While promising for neuroprotection and behavioral improvement in autism models, human clinical trials are needed before considering therapeutic applications. The compound's effects on oxidative stress and neuronal protection warrant further investigation in autism research.

This is a preclinical animal study using an induced autism model, which may not fully represent human autism. Small sample sizes for biochemical analyses (n=3) limit statistical power. No comparison to established autism treatments. Long-term effects and safety profile unknown.

Autism Spectrum Disorder (ASD) is characterized by difficulties in social communication, anxiety, and repetitive behaviors, and it may also be associated with cognitive memory impairment. The etiology of ASD is complex, and current treatments have limited efficacy in addressing all ASD-related symptoms. Diosgenin (Dios) has shown neuroprotective effects in various neurological conditions. This study aimed to investigate the effects of Dios on hippocampal oxidative stress, apoptosis, and behavioral outcomes in a Valproic acid (VPA) induced rat model of Autism.

We examined the potential role of Dios in altering recognition memory behaviors in male rats prenatally exposed toVPA (600 mg/kg). The offspring received Dios (40 mg/kg) or Carboxymethyl cellulose (5 mg/kg) from postnatal day (PND) 23 to PND 52. Subsequently, these animals were tested with behavioral tests, including the Three-Chamber, Marble Burying, Open Field, and Passive Avoidance tests (n=8). Additionally, reactive oxygen species (ROS) markers (GSH, CAT, ROS, n=3), apoptotic markers (Caspase3, Bax, Bcl-2, n=3), and histological evaluations (Nissl staining) were performed.

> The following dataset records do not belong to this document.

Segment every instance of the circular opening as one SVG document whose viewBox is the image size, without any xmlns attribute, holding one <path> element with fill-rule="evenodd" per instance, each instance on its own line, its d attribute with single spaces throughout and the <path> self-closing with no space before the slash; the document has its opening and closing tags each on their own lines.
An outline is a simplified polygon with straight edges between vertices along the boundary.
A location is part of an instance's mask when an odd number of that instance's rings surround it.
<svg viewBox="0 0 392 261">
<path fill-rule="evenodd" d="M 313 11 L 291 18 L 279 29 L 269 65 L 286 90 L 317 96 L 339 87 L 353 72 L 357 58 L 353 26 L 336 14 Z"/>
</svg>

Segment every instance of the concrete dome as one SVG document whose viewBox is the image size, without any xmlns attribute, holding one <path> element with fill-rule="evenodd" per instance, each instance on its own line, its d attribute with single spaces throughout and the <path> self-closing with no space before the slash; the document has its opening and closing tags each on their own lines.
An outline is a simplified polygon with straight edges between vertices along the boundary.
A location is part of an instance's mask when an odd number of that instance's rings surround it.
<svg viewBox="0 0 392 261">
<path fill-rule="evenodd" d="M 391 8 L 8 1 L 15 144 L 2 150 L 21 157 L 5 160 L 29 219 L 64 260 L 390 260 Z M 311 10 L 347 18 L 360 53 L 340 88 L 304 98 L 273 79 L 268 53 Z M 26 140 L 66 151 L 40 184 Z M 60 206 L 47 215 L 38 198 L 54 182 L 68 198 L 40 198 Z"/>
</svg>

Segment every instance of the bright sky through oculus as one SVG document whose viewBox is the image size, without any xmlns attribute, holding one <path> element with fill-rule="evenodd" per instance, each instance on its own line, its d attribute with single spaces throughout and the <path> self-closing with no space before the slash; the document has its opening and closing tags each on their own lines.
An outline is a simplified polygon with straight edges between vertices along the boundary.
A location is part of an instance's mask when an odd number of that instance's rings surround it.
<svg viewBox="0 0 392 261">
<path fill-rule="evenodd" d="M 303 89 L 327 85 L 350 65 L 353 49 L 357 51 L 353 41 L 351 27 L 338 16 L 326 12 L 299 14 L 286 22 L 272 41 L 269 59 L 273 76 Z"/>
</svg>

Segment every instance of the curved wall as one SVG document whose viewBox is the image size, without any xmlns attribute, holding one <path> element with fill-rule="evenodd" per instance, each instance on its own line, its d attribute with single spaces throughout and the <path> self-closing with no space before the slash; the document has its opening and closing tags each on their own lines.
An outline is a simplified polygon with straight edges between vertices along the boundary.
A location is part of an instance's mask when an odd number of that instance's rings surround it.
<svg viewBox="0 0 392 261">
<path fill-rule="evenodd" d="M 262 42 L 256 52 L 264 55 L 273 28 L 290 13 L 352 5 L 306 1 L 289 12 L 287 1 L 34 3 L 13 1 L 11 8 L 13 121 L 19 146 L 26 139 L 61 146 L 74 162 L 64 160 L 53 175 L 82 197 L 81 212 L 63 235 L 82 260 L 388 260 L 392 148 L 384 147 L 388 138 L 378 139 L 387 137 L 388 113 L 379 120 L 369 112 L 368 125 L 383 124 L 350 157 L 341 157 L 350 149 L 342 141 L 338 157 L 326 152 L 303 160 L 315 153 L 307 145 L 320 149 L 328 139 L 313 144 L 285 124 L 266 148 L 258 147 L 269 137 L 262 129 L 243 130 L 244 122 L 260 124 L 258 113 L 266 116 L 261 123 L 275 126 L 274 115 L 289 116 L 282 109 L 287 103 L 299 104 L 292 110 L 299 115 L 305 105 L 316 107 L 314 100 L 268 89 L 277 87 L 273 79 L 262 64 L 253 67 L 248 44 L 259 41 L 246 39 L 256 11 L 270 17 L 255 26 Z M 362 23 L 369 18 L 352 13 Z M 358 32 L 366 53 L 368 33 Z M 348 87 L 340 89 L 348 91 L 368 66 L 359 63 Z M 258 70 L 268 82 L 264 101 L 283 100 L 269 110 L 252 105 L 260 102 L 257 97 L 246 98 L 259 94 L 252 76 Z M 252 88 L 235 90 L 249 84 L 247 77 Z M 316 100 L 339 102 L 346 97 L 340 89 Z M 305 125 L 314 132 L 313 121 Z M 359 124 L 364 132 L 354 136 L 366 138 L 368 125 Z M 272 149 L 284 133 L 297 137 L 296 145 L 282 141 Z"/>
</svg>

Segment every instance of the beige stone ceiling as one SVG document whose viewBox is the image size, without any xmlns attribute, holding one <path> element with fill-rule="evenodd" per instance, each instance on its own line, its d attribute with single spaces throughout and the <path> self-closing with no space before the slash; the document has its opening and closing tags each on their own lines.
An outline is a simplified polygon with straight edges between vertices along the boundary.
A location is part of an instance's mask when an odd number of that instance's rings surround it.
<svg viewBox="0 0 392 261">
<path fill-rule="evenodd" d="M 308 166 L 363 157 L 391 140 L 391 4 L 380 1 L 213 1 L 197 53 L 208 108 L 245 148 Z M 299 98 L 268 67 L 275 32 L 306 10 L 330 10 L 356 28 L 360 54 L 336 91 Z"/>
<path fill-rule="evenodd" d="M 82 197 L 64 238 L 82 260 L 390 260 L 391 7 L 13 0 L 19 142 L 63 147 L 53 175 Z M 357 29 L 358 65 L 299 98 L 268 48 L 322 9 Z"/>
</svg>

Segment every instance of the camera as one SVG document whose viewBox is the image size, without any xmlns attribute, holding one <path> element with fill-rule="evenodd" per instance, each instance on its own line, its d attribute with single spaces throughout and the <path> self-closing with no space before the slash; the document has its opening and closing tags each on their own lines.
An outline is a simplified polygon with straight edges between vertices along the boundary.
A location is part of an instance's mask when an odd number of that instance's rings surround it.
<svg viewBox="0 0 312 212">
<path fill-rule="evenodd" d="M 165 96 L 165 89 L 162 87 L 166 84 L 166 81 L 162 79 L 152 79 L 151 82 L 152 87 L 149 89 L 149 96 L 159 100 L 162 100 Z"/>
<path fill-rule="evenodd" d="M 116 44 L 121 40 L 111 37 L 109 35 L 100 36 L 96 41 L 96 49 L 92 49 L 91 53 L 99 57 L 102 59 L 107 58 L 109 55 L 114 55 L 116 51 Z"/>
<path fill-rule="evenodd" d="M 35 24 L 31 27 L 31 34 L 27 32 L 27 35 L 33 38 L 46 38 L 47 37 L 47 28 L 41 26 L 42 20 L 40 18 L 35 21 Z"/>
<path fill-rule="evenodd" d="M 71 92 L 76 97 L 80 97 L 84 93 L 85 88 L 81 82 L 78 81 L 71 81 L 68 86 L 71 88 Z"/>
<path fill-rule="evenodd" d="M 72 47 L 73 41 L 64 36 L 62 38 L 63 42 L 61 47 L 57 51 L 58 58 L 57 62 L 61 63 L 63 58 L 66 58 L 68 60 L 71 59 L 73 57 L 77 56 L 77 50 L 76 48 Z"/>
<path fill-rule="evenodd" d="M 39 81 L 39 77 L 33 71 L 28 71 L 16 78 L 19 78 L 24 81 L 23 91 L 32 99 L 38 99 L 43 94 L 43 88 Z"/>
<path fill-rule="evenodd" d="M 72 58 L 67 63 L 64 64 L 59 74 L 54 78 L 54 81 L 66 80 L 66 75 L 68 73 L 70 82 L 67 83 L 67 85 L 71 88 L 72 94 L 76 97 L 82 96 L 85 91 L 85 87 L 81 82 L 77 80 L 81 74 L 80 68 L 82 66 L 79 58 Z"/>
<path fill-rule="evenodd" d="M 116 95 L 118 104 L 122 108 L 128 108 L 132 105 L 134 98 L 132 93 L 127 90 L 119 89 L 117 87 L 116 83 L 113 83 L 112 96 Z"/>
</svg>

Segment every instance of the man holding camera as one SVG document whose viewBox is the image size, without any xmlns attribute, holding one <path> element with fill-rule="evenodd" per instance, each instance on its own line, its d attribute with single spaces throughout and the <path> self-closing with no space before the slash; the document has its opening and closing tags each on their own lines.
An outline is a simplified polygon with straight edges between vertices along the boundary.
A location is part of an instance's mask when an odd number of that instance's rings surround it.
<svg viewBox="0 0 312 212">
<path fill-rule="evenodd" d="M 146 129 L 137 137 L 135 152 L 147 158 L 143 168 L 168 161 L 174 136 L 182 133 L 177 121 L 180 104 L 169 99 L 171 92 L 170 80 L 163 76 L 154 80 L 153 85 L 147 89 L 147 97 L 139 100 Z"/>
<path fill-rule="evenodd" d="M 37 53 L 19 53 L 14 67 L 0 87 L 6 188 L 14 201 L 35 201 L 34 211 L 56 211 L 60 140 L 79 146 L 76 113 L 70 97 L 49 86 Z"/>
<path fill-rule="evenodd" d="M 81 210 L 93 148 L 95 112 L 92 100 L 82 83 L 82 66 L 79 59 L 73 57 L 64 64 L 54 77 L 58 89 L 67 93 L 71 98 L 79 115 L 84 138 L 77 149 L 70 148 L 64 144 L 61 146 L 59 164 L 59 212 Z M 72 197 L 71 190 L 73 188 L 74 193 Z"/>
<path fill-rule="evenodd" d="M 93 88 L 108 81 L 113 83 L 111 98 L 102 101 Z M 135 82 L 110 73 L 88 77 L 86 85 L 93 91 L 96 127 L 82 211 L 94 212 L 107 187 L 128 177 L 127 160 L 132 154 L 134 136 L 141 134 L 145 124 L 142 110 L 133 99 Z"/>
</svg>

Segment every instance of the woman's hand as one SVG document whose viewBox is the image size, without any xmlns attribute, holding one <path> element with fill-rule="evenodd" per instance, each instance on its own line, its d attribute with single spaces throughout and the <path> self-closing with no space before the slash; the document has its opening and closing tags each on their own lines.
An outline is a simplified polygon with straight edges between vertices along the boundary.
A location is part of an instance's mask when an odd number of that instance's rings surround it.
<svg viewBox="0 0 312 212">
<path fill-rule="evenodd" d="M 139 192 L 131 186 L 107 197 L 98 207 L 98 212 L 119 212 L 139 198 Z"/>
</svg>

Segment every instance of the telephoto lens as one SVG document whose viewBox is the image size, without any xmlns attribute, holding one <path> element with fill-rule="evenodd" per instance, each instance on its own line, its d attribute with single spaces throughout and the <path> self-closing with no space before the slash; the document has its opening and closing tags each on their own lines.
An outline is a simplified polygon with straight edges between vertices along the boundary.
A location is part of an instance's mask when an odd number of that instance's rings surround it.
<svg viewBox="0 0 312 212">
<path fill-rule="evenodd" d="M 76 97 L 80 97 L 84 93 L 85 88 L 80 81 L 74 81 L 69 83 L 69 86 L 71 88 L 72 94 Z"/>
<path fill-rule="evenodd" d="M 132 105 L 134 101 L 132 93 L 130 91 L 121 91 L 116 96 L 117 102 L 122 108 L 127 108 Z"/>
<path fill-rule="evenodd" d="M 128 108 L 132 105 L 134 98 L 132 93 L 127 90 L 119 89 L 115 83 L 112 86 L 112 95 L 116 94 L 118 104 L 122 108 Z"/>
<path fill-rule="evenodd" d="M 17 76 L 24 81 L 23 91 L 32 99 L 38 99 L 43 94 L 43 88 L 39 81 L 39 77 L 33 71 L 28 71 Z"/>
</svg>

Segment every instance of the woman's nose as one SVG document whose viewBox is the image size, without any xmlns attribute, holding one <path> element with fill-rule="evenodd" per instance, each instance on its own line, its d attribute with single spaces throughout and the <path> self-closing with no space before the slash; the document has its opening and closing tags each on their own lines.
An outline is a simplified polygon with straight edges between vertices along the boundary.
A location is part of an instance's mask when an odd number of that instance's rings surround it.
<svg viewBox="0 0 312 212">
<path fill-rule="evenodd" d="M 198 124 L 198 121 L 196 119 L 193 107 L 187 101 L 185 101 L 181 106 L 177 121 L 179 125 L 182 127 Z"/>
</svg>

VPA-exposed rats displayed Autism-like behavioral impairments, including deficits in recognition memory and increased repetitive/anxiety-like behaviors. Additionally, Caspase-3 and Bax were upregulated, and Bcl2 was downregulated in hippocampal tissues. The rats in the study displayed a reduced antioxidant function, as shown by the decreased levels of GSH and CAT. Treatment with Dios mitigated markers of apoptosis and ROS, and enhanced recognition memory behavior in rats exposed to VPA.

Furthermore, those treated with Dios exhibited a decrease in dark cell rates in the CA1 region of the hippocampus. This study demonstrated that markers of apoptosis and oxidative stress are elevated in rats exposed to VPA. The administration of Dios significantly reduces these markers, which in turn alleviates neuronal damage in the hippocampus and behavioral symptoms. Overall, these findings provide preclinical evidence supporting the potential neuroprotective role of Dios in an experimental model of ASD.